The shell is prescribed in rigid to semi-rigid polypropylene — four to five millimeters thick for most patients and up to six millimeters for heavier individuals — providing maximum structural resistance against the substantial pronatory forces driving the deformity. In advanced stage II cases, a rigid graphite composite shell may be specified when polypropylene alone cannot prevent device deflection under the patient’s body weight. The shell must be stiff enough to physically prevent arch collapse rather than merely slow it.
The rearfoot post is prescribed at the highest corrective range in the series — typically six to eight degrees of extrinsic medial posting — to aggressively resist calcaneal eversion and unload the posterior tibial tendon. A deep medial heel skive of four to six millimeters is ground into the positive cast, shifting the ground reaction force well lateral to the subtalar joint axis and producing a powerful supinatory moment that the weakened tendon can no longer generate on its own.
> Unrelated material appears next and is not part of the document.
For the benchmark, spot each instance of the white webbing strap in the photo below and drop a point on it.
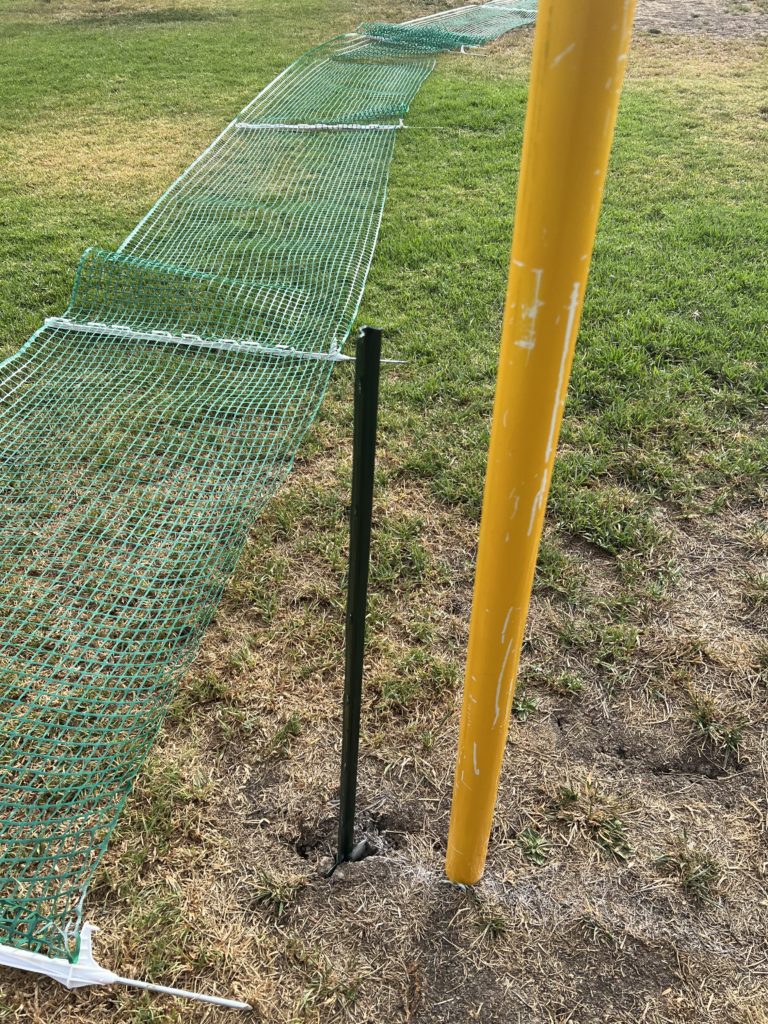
(249, 126)
(226, 344)
(87, 972)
This combination of high-degree posting and aggressive skive is the defining prescription feature of the PTTD orthotic.
A medial flange is a critical addition specific to PTTD. This extension of the shell material rises vertically along the medial border of the device at the level of the talar head and navicular, creating a physical wall that prevents these bones from displacing medially during midstance. The flange is typically 10 to 15 millimeters in height and extends from the sustentaculum tali forward to the navicular tuberosity, providing the lateral containment force that the spring ligament and posterior tibial tendon can no longer supply.
The arch fill is maximized to the fully corrected neutral-position cast, with instructions to the laboratory to maintain the complete medial arch contour without any smoothing or reduction. A deep heel cup of 20 to 22 millimeters — the deepest in standard orthotic practice — contains the calcaneus and prevents the bone from rolling over the medial shell edge under the substantial eversion forces present in PTTD.
A full-length three-to-four-millimeter Poron top cover provides cushioning over the rigid shell to improve tolerance in patients who may be transitioning from unsupported footwear. When equinus is a contributing factor — common in PTTD due to gastrocnemius contracture — a three-to-five-millimeter heel lift is incorporated to reduce dorsiflexory demand and limit the compensatory midfoot collapse that accelerates tendon failure. For patients with concurrent forefoot varus, an intrinsic forefoot post prevents the compensatory rearfoot pronation that would undermine the aggressive hindfoot correction. Every prescription element — shell rigidity and thickness, posting angle, skive depth, medial flange height, arch fill, heel cup depth, and forefoot corrections — is calibrated to the patient’s PTTD stage, tendon competency, deformity flexibility, and body weight, ensuring the orthotic delivers the maximum structural support necessary to halt the progression of posterior tibial tendon dysfunction.